Mais que se passe-t-il avec les équipements qui forment la colonne vertébrale de nos réseaux ? UNC5221 a choisi de ne pas frapper à la porte d'entrée, mais de s'attaquer directement aux fondations de la maison. Ils déploient BRICKSTORM sur des systèmes où les solutions de sécurité traditionnelles ne peuvent tout simplement pas fonctionner. Leurs cibles de prédilection incluent les appareils réseau comme les routeurs et les pare-feux, les passerelles de sécurité des e-mails, mais surtout, les gestionnaires et les hôtes de machines virtuelles. Le rapport souligne une tendance constante. Les attaquants ciblent systématiquement les environnements VMware, en particulier les hôtes vCenter et ESXi. En compromettant ces hyperviseurs, qui gèrent des parcs entiers de serveurs virtuels, les pirates obtiennent un accès quasi divin sur l'ensemble de l'infrastructure d'une organisation, tout en restant sous le radar.

Ils ne choisissent pas leurs victimes au hasard. Leurs cibles dessinent une carte stratégique claire. Les secteurs les plus touchés sont les services juridiques, les fournisseurs de logiciels en tant que service (SaaS), les sous-traitants de processus métier (BPO) et les entreprises technologiques. Chaque cible a une valeur unique.

Les cabinets d'avocats sont visés pour obtenir des informations sensibles liées à la sécurité nationale américaine et au commerce international. Les fournisseurs SaaS et les BPO, quant à eux, ne sont pas des cibles finales, mais des tremplins. En les piratant, les attaquants obtiennent une porte d'entrée vers des centaines, voire des milliers de leurs clients en aval. C'est une attaque par la chaîne d'approvisionnement à grande échelle. Enfin, les entreprises technologiques sont une mine d'or pour le vol de propriété intellectuelle, notamment le code source. L'analyse de celui-ci peut non seulement servir à des fins de contrefaçon industrielle, mais aussi à identifier d'autres failles de sécurité, potentiellement des vulnérabilités de type “zero−day”. Une vulnérabilité “zero−day” est une faille inconnue des développeurs, ne leur laissant donc aucun timing pour la corriger avant qu'elle ne soit exploitée.
Une menace qui ne fait que commencer à se révéler
Si l'alerte est lancée aujourd'hui, ses répercussions se feront sentir pendant longtemps. Charles Carmakal, directeur de la technologie chez Mandiant Consulting, a prévenu que le public entendrait parler de cette menace pendant une période prolongée.

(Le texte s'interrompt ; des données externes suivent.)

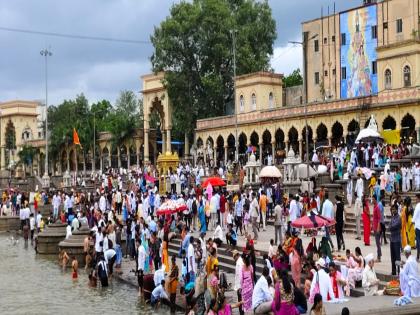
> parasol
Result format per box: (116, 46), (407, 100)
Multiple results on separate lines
(156, 200), (188, 215)
(291, 214), (335, 229)
(356, 128), (383, 143)
(203, 177), (226, 187)
(295, 163), (318, 179)
(259, 165), (282, 178)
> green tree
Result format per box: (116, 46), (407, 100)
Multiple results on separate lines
(109, 90), (143, 145)
(283, 68), (303, 88)
(18, 144), (37, 176)
(151, 0), (276, 136)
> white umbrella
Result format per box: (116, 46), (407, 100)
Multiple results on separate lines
(356, 128), (383, 143)
(295, 163), (318, 179)
(259, 165), (282, 178)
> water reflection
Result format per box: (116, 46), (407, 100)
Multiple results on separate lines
(0, 234), (168, 315)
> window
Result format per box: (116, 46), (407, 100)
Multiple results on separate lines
(239, 95), (245, 112)
(403, 66), (411, 87)
(397, 19), (402, 33)
(315, 72), (319, 84)
(371, 25), (378, 39)
(251, 93), (257, 110)
(341, 67), (347, 80)
(372, 61), (378, 74)
(385, 69), (392, 90)
(268, 92), (274, 109)
(341, 33), (346, 46)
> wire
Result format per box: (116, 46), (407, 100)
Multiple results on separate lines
(0, 26), (151, 45)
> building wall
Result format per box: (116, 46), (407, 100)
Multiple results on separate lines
(302, 0), (420, 102)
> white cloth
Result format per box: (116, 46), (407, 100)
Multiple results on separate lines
(400, 255), (420, 297)
(310, 269), (334, 302)
(362, 265), (379, 296)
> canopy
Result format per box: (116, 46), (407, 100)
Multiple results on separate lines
(259, 165), (282, 178)
(295, 163), (318, 179)
(356, 128), (383, 143)
(203, 177), (226, 187)
(156, 199), (188, 215)
(291, 212), (335, 229)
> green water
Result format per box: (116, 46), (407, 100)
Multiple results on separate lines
(0, 234), (169, 315)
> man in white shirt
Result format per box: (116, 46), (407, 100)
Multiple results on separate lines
(232, 249), (244, 314)
(413, 193), (420, 261)
(252, 266), (272, 314)
(309, 258), (334, 302)
(354, 174), (364, 240)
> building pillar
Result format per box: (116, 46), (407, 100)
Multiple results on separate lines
(143, 130), (149, 162)
(0, 147), (6, 170)
(299, 139), (303, 161)
(162, 130), (167, 154)
(166, 129), (172, 153)
(184, 134), (190, 158)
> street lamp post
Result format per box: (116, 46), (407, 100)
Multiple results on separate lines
(40, 48), (52, 188)
(290, 32), (318, 192)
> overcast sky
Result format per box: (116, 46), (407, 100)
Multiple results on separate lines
(0, 0), (363, 104)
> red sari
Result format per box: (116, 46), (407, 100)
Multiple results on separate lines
(362, 202), (371, 246)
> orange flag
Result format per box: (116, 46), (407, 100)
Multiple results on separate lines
(73, 128), (82, 147)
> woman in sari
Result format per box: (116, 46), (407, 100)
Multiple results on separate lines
(362, 197), (370, 246)
(162, 231), (169, 272)
(198, 196), (207, 233)
(289, 238), (303, 288)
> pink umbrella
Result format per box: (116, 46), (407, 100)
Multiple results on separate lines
(291, 214), (335, 229)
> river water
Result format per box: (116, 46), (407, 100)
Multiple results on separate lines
(0, 234), (169, 315)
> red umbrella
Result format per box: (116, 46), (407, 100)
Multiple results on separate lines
(203, 177), (226, 187)
(291, 214), (335, 229)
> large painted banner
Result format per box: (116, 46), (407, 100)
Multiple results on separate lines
(340, 5), (378, 98)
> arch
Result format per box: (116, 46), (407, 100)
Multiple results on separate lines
(316, 123), (328, 143)
(384, 68), (392, 90)
(251, 93), (257, 110)
(238, 132), (248, 164)
(331, 121), (344, 146)
(403, 65), (411, 87)
(274, 128), (285, 150)
(239, 95), (245, 113)
(120, 144), (128, 168)
(401, 113), (417, 142)
(382, 115), (397, 130)
(226, 134), (236, 161)
(216, 135), (225, 161)
(268, 92), (274, 109)
(287, 127), (299, 153)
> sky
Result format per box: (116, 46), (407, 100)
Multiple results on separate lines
(0, 0), (363, 105)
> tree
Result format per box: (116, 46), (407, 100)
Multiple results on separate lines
(109, 90), (143, 145)
(151, 0), (276, 135)
(283, 68), (303, 88)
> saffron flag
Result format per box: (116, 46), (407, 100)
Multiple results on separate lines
(381, 129), (401, 145)
(73, 128), (82, 147)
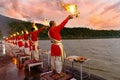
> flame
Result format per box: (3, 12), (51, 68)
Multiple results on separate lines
(16, 32), (19, 35)
(13, 58), (17, 65)
(25, 30), (28, 34)
(21, 30), (24, 34)
(44, 19), (49, 26)
(32, 23), (38, 30)
(62, 3), (79, 14)
(13, 33), (16, 36)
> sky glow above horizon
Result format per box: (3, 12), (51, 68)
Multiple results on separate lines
(0, 0), (120, 30)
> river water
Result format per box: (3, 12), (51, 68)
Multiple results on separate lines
(39, 38), (120, 80)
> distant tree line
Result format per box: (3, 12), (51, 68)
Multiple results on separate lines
(9, 21), (120, 39)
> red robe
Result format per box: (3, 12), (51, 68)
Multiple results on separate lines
(23, 34), (29, 48)
(30, 28), (44, 41)
(49, 18), (69, 56)
(17, 36), (24, 47)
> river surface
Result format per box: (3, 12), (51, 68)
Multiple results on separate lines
(39, 38), (120, 80)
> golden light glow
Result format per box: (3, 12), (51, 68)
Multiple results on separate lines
(13, 33), (16, 36)
(16, 32), (19, 35)
(21, 31), (24, 34)
(13, 58), (17, 65)
(32, 23), (38, 30)
(25, 30), (28, 34)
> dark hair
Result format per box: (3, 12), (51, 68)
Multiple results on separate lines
(49, 21), (55, 27)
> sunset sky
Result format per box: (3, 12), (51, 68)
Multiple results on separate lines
(0, 0), (120, 30)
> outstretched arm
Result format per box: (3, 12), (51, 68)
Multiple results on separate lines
(57, 15), (73, 30)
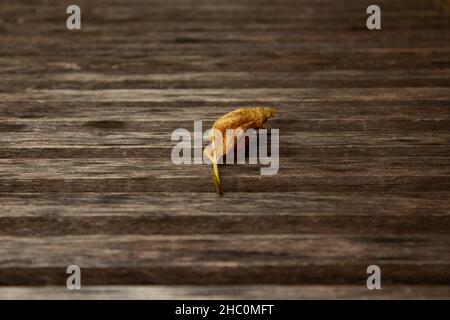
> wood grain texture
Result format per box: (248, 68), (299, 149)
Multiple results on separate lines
(0, 0), (450, 299)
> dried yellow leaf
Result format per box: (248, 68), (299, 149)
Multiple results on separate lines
(205, 107), (275, 194)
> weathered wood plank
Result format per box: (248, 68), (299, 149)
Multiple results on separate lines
(0, 235), (450, 285)
(0, 285), (450, 300)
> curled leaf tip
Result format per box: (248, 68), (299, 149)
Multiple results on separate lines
(204, 107), (276, 194)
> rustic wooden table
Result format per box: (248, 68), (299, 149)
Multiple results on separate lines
(0, 0), (450, 298)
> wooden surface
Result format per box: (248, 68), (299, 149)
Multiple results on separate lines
(0, 0), (450, 299)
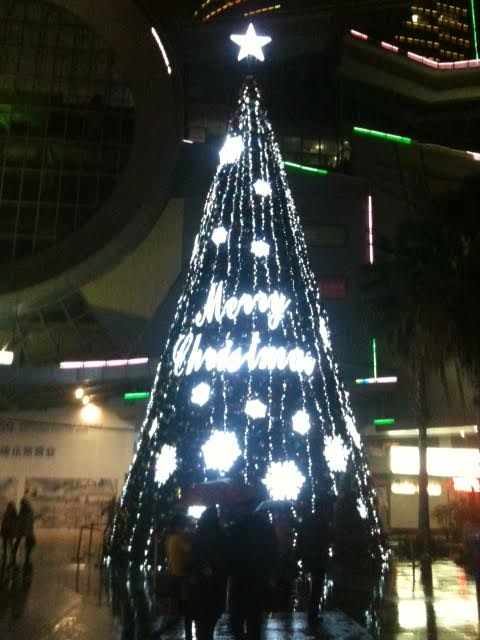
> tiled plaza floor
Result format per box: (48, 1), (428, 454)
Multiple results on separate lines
(0, 531), (480, 640)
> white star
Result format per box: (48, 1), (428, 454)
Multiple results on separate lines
(191, 382), (210, 407)
(218, 136), (243, 166)
(324, 436), (350, 472)
(212, 227), (228, 247)
(245, 398), (267, 419)
(292, 411), (310, 436)
(230, 23), (272, 61)
(253, 178), (272, 197)
(250, 240), (270, 258)
(155, 444), (177, 485)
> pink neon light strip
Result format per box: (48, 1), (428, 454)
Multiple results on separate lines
(60, 358), (148, 369)
(350, 29), (480, 71)
(368, 195), (374, 264)
(350, 29), (368, 40)
(380, 42), (398, 53)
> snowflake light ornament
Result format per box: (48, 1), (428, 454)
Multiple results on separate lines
(191, 382), (211, 407)
(292, 410), (310, 436)
(345, 415), (362, 448)
(187, 504), (207, 520)
(357, 498), (368, 520)
(325, 436), (349, 472)
(253, 178), (272, 198)
(262, 460), (305, 500)
(245, 398), (267, 419)
(202, 430), (242, 473)
(218, 136), (243, 166)
(148, 418), (158, 438)
(212, 227), (228, 247)
(251, 240), (270, 258)
(155, 444), (177, 486)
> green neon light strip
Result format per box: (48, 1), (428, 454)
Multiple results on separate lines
(373, 418), (395, 427)
(470, 0), (478, 60)
(123, 391), (150, 400)
(353, 127), (412, 144)
(283, 160), (328, 176)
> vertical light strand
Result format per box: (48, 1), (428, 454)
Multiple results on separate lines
(470, 0), (478, 60)
(368, 195), (374, 264)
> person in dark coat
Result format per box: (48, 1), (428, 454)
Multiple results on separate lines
(186, 507), (227, 640)
(0, 502), (17, 565)
(229, 504), (277, 640)
(297, 496), (333, 633)
(13, 496), (35, 565)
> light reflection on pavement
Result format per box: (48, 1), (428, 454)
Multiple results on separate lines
(0, 531), (480, 640)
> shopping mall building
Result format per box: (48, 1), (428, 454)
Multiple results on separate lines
(0, 0), (480, 530)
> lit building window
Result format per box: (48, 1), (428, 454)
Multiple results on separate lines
(390, 445), (480, 478)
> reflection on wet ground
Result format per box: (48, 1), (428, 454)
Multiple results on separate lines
(0, 531), (479, 640)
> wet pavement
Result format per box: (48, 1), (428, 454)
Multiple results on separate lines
(0, 531), (479, 640)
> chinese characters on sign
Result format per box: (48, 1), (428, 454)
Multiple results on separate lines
(0, 444), (55, 458)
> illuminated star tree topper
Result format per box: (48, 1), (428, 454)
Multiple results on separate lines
(112, 35), (380, 567)
(230, 23), (272, 62)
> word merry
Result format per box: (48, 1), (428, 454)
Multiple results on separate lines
(195, 280), (291, 329)
(173, 331), (315, 376)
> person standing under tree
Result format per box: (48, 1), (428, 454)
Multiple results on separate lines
(297, 496), (333, 633)
(229, 504), (278, 640)
(186, 507), (227, 640)
(0, 502), (17, 566)
(13, 496), (36, 566)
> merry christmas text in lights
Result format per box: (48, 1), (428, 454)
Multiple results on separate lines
(195, 280), (291, 330)
(173, 331), (315, 376)
(173, 280), (315, 376)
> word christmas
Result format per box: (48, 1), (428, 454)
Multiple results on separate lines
(173, 331), (315, 376)
(195, 280), (291, 330)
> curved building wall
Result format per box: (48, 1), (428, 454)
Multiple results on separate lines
(0, 0), (183, 304)
(0, 0), (135, 264)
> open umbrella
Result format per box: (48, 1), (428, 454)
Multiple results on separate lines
(180, 478), (258, 507)
(255, 500), (293, 511)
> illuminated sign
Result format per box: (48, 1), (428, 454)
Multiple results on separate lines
(173, 331), (315, 376)
(390, 445), (480, 478)
(195, 280), (291, 330)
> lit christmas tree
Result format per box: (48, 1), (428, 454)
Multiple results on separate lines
(112, 27), (380, 567)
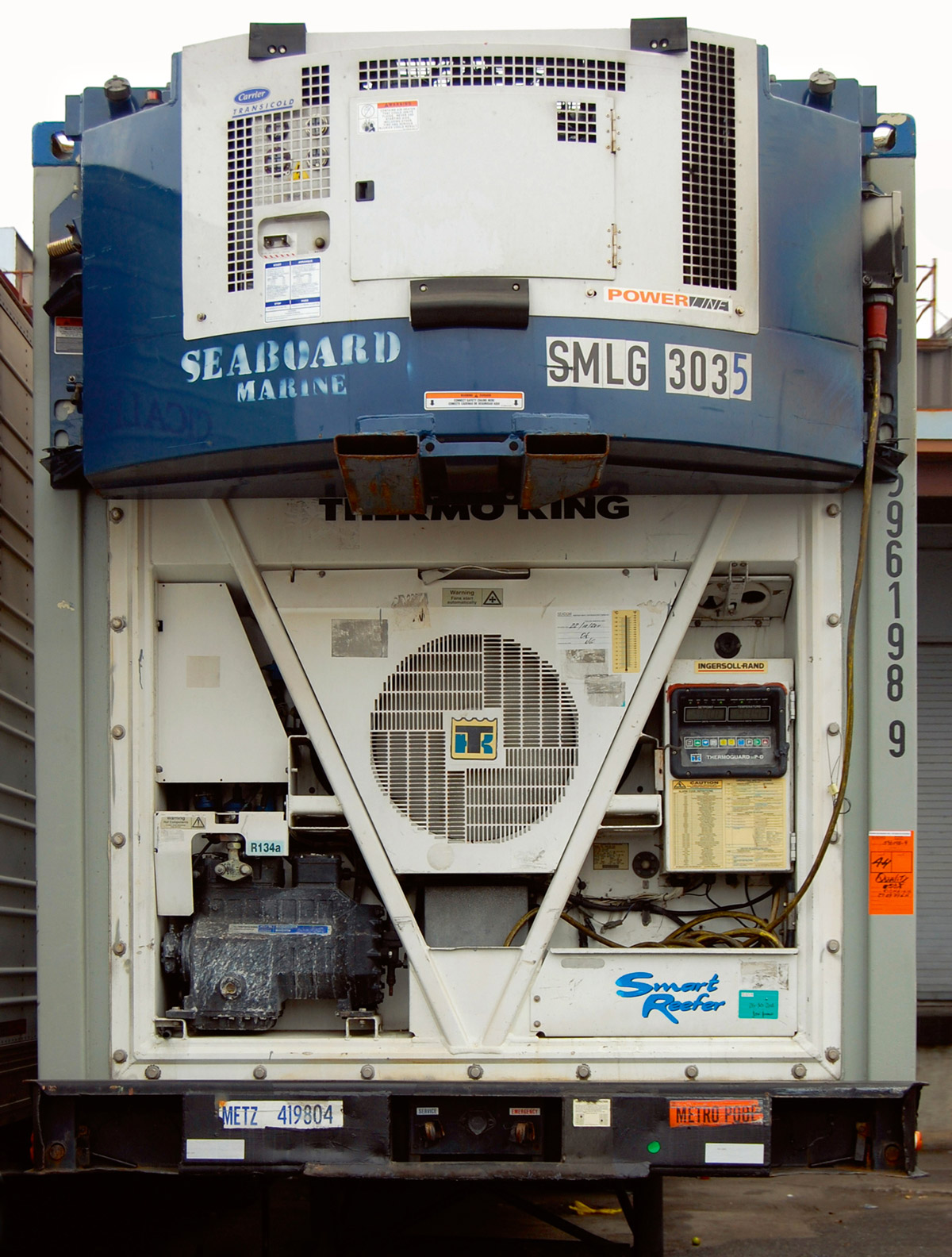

“À mesure que de plus en plus d'entreprises analyseront leurs systèmes, nous prévoyons d'entendre parler de cette campagne pendant les un à deux ans à venir”, a-t-il déclaré.
Pour aider les organisations à faire face, Mandiant a mis à disposition un scanner gratuit conçu pour rechercher les traces de BRICKSTORM. L'outil fonctionne en recherchant une combinaison de chaînes de caractères et de motifs hexadécimaux uniques à cette porte dérobée, a précisé Google. De nombreuses entreprises, en utilisant cet outil, vont découvrir des compromissions, qu'elles soient encore actives ou passées. Au cours des deux prochaines années, de nouvelles révélations émergeront à mesure que les victimes divulgueront les failles. BRICKSTORM est un rappel brutal que la cybersécurité ne se limite pas à la protection des ordinateurs que nous voyons. Les menaces les plus dangereuses sont souvent celles qui se cachent dans les infrastructures que nous tenons pour acquises. L'heure est à la vigilance et à la recherche proactive, car l'ennemi est peut-être déjà à l'intérieur.